I did not claim it is/was accepted practice. I was asking if "doing it with AI is just the same so what's the big deal" was your position on the general issue (of AI making decisions in war), which I thought was a possible interpretation of your previous comment.
> No, I replied to a comment that was talking about a specific example.
OK. That means the two of us were/are just talking past each other and won't be having an interesting discussion.
I'm sure you can understand that both of them are awful, and one does not justify the other (feel free to choose which is the "one" and which is the "other").
> But back to the topic, if one side is using ML to ultimately kill fewer civilians then this is a bad example against using ML.

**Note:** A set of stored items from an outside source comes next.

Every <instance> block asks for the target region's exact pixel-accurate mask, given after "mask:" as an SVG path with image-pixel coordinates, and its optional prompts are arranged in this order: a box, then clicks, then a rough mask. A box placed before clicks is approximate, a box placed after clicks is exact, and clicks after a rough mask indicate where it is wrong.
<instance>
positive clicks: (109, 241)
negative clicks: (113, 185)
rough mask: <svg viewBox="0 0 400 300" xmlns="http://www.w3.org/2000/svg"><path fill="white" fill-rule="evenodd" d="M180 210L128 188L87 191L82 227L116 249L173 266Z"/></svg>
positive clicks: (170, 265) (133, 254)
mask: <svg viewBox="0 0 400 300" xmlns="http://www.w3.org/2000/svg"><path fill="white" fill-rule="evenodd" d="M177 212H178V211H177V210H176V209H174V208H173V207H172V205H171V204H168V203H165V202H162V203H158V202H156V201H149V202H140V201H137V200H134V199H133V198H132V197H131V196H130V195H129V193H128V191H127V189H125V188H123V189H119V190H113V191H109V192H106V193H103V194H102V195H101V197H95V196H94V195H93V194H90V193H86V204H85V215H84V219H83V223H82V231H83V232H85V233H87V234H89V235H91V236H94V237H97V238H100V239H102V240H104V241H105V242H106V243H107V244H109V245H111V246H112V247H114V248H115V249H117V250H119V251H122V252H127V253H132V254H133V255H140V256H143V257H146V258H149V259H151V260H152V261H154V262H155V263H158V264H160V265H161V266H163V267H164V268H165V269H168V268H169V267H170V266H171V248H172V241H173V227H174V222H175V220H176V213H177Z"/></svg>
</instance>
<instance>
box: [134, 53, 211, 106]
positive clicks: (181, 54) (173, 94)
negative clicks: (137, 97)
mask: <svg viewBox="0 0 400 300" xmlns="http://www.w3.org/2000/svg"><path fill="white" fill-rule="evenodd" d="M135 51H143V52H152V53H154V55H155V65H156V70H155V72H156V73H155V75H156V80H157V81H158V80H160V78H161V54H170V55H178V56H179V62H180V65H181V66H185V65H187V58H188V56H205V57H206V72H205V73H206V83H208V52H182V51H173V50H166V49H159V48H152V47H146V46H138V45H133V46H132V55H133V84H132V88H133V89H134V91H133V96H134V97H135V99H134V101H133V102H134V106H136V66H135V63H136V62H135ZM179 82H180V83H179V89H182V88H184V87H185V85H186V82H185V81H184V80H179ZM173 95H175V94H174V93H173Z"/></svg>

Depends on how that ML was trained and how well its engineers can explain and understand how its outputs are derived from its inputs. LLM’s are notoriously hard to trace and explain.
hell, AI systems order human deaths, and it is followed without humans double checking the order, and no one bats an eyelid. Granted this is israel and they're a violent entity trying to create and ethno-state by perpetrating a genocide so a system that is at best 90% accurate in identifying Hamas (using Israels insultingly broad definition) is probably fine for them, but it doesn't change the fact we allow AI systems to order human executions and these orders are not double checked, and are followed by humans. Don't believe me? read up on the "lavender" system Israel uses.
I see no reason to believe this is not already the case.
We already gave them control over social infrastructure. They are firing people and they are deciding who gets their insurance claims covered. They are deciding all sorts of things in our society and humans happily gave up that control, I believe because they are a good scape goat and not because they save a lot of money.
They are surely in direct control of weapons somewhere. And if not yet, they are at least in control of the military, picking targets and deciding on strategy. Again, because they are a good scape goat and not because they save money.